Two people dressed as extraterrestrials with aluminum foil costumes near the Peak of Bugarach, in France.
Jean-Philippe Arles/Reuters
"This is going to be a very, very hard thing to actually get the scientific community, I think, to agree upon — unless we actually see something moving around and waving at us, which is unlikely," Glaze told BI.
That's why NASA has tried to develop a procedure for assessing and sharing such a monumental, sensitive discovery. The conversation is ongoing, Glaze said, but in 2021, the agency published a framework as a starting point. It could help scientists, journalists, and NASA itself explain the science.
It's called the "confidence of life detection" (CoLD) scale, rating scientific confidence in any potential alien-life discovery on a scale of one to seven. A possible detection can climb to higher levels of confidence as evidence builds.
An illustration of the CoLD scale for determining confidence in a detection of alien life.
NASA/Aaron Gronstal
For example, a level one detection might be the discovery of a molecule that could be related to life inside a Perseverance Mars sample. The evidence would graduate to level two once scientists confirm there was no contamination in the sample, or the instruments involved, that could have influenced their findings.
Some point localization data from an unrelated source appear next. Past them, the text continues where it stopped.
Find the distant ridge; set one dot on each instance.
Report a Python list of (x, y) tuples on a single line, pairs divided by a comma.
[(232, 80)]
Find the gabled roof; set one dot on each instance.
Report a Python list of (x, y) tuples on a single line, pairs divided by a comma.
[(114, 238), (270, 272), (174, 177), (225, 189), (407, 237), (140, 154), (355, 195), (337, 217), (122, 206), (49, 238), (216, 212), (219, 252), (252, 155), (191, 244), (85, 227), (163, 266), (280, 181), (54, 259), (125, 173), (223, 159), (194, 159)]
By ruling out non-biological sources of the molecule, or by confirming that it came from an environment suitable for life, scientists could move it further up the scale.
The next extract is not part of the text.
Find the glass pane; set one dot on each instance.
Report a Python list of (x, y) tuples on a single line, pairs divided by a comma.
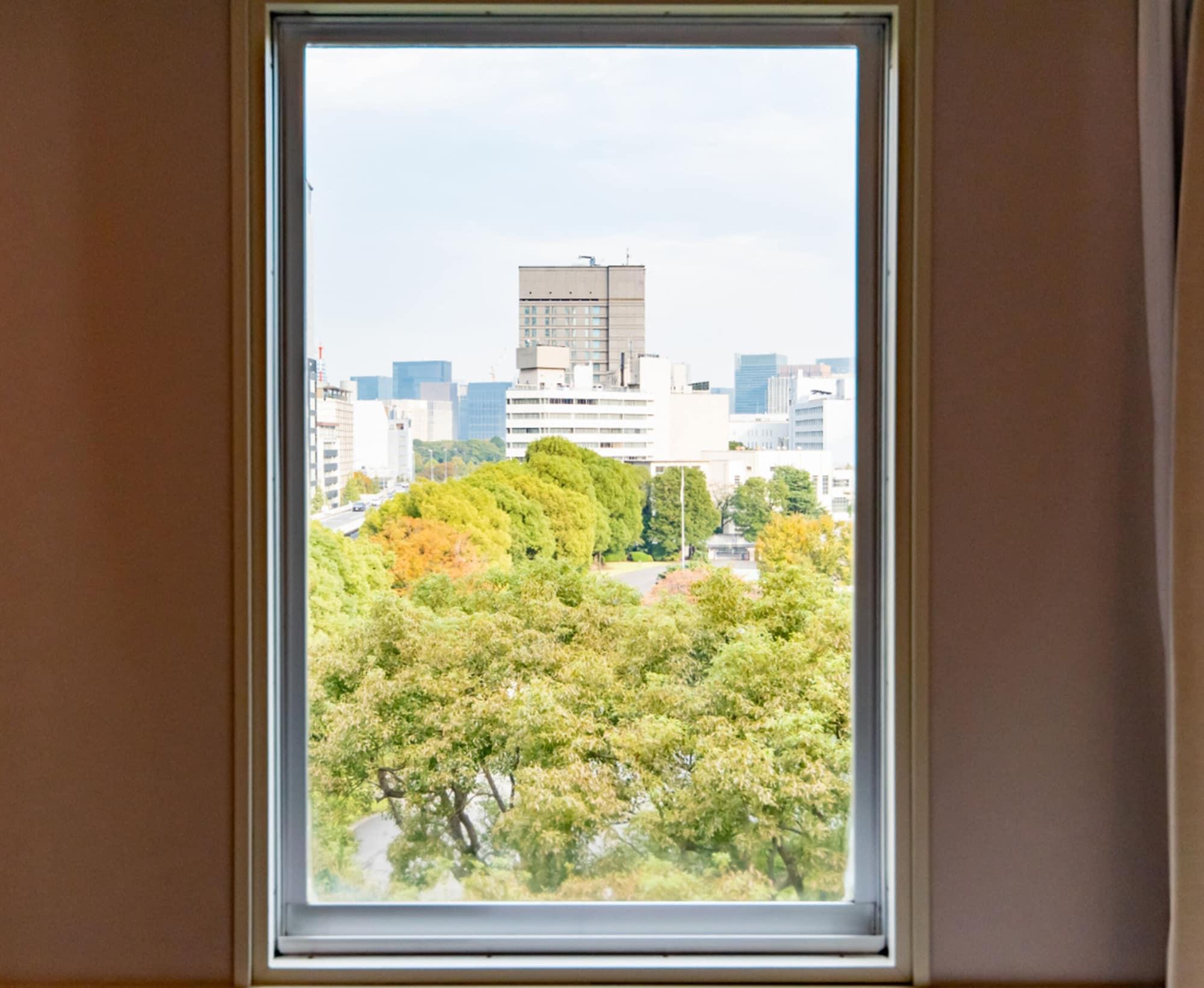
[(581, 621)]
Other scientific teams would have to measure the Mars sample themselves, with different methods, and confirm the initial finding to graduate to level six.
According to NASA, in this Mars molecule example, additional evidence from a different part of the red planet may be necessary to bring it up to level seven — where it's probably life.
Each new level of confidence could mean a new public announcement.
The discovery of extraterrestrial life is likely to be a slow build-up, rather than an explosive eureka moment.
"Until now, we have set the public up to think there are only two options: it's life or it's not life," Mary Voytek, head of NASA's Astrobiology Program, said in a press release when the new scale was published. "We need a better way to share the excitement of our discoveries, and demonstrate how each discovery builds on the next, so that we can bring the public and other scientists along on the journey."
The president or other countries could be involved in announcing that extraterrestrial life exists
President Donald Trump and Elon Musk, with his son X Æ A-Xii, in the Oval Office at the White House.
(Photo/Alex Brandon)
Announcing the existence of alien life would be an "administration-level" affair, Glaze said, referring to the US presidency. It wouldn't just be NASA explaining itself at press conferences.
NASA might not even be the first entity to discover evidence of life on another planet. Another nation's space agency could find it first.
A mission to Mars lifts off from China's Wenchang Space Launch Center.
Carlos Garcia Rawlins/Reuters
The discovery ofintelligentalien life would be even more Earth-shattering. That would come with its own conundrums: How do we communicate with them? What do we say? And how might they respond?
Even beaming little hints of ourselves into the void has been controversial. In 1974, astronomers sent out radio signals containing the numbers one through 10, information about the composition and structure of DNA, a figure of a human and our global population, and a graphic of the solar system with Earth highlighted.
Critics like Stephen Hawking have said that contacting any extraterrestrial intelligence could pose an existential risk for humanity.
Needless to say, any discovery of alien life would likely lead to chaos — at least in public discourse.
Glaze said NASA's goal is to be a trusted, transparent source of clear scientific information. It could be the agency's biggest challenge yet.
"I'm not sure we even have words to describe it," she said. "The confirmation that we're not alone in the universe is, I think, going to be akin to realizing that the universe doesn't rotate around Earth. It's a very different way of thinking about who we are, where we came from."